The standard (po= 0.1 MPa) molar enthalpies of formation ΔfHmo(l, or cr) at the temperature 298.15 K were measured by means of combustion calorimetry for 2,3,6-tri-methylphenol, 2,4,6-tri-methylphenol, 2,6-di-iso-propylphenol, 2-tert-butyl-6-methylphenol, 2-tert-butyl-4,6-di-methylphenol, 2,6-di-tert-butylphenol, 2,6-di-tert-buty-4-methylphenol, and 2,4,6-tri-tert-butylphenol. The standard molar enthalpies of sublimation (or vaporization) of these compounds were obtained from the temperature dependence of the vapor pressure measured in a flow system. Molar enthalpies of fusionΔcrlHmo of the solid compounds were measured by d.s.c. Resulting values ofΔfHmo (g) were obtained at the temperature 298.15 K and used to derive strain enthalpies of alkylphenols.
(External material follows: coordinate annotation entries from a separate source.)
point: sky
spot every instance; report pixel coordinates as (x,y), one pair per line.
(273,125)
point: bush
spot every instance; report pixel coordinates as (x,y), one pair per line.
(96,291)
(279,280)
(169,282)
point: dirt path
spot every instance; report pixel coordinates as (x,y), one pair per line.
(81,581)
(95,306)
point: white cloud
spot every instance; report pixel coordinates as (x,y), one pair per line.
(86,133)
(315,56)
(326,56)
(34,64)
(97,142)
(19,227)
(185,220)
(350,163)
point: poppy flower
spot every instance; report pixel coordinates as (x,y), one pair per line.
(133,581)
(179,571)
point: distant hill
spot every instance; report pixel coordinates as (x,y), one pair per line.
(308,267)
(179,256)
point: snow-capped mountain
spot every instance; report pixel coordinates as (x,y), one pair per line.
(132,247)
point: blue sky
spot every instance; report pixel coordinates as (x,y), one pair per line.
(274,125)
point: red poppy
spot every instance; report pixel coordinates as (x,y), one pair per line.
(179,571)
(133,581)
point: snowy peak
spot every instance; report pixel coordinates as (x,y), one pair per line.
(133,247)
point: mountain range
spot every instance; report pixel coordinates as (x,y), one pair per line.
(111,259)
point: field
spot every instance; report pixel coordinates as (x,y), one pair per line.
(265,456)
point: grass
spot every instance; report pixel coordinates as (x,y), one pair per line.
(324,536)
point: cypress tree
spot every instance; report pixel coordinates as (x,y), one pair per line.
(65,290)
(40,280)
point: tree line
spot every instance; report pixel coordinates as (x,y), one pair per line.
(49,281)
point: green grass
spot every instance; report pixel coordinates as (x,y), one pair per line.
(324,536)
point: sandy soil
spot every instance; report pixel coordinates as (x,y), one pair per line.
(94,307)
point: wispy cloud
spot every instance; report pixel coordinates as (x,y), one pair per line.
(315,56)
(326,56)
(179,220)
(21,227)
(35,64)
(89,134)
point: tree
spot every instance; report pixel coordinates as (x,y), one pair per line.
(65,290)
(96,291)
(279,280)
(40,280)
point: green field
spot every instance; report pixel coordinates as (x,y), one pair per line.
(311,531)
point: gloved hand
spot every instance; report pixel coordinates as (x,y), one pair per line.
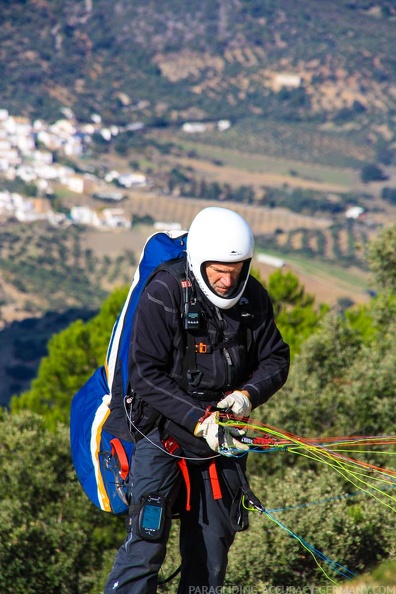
(209,430)
(238,402)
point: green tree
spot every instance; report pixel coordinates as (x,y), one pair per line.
(295,311)
(73,355)
(52,539)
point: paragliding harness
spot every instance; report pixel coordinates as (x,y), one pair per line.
(102,443)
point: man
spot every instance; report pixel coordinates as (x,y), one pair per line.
(201,341)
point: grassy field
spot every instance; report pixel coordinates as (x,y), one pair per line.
(256,163)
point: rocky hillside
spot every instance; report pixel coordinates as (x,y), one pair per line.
(328,63)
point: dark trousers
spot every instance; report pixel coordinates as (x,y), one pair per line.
(206,531)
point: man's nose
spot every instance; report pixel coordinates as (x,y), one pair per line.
(226,279)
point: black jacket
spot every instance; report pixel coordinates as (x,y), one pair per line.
(240,354)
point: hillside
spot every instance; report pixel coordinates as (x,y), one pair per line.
(327,67)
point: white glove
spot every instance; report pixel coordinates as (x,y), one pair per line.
(209,430)
(238,402)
The intramolecular interactions were discussed in terms of the enthalpic contribution of the substituents. The buttress interaction of tert-alkyl groups with hydroxyl t-Bu-OH-t-Bu was found to be 5.0 kJ · mol−1. Other buttress effects of methyl, iso-propyl-, and tert-alkyl substituents with the OH-group were found to be negligible within ±(1 to 2)kJ · mol−1. These values provided a further improvement on the group-contribution methodology for estimation of the thermodynamic properties of organic compounds.